Tuesday, December 23, 2014

Spring will come eventually

Walking along the river towards Wolsingham we saw just a few snowdrops poking their stems through ready for spring. 

Friday, December 19, 2014

Crab and horsehead nebulae and some meteors

I took advantage of one of a very few clear nights this month to try to capture some meteors using a motion detection system, to image the Crab Nebula and to image the Horsehead Nebula.
For the nebulae I used an hydrogen alpha filter on the camera which combats light pollution and targets the emissions of the nebulae.

Here is a stack of 14 x 5 minute Crab Nebula exposures processed in Pixinsight and Lightroom.

Here is a stack of 12 x 5 minute Horsehead Nebula exposures processed in Pixinsight and Lightroom.

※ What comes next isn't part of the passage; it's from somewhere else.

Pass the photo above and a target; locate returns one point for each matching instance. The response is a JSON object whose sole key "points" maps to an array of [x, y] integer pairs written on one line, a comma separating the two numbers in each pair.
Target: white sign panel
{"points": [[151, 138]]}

And here's a link to a compilation of nine meteors captured during the night of the 18th/19th December

Sunday, December 07, 2014

California Nebula

I managed to get some time in the observatory on Friday night. There was a full moon so imaging using visible light was a non-starter. 
I fitted the telescope with an H alpha filter which only allows radiation produced by ionised hydrogen through. 
I took an hours worth of data from the California Nebula (NGC 1499) which is an emission nebula in the constellation of Perseus. It is so named because it appears to resemble the outline of the US State of California on long exposure photographs. My monochrome image shows less than 1° of sky along the long edge so only contains a portion of the nebula which is a large object about 2.5° long on the sky The nebula lies at a distance of about 1,000 light years from Earth. Its fluorescence is due to excitation of hydrogen gas in the nebula by the nearby  energetic star Menkib.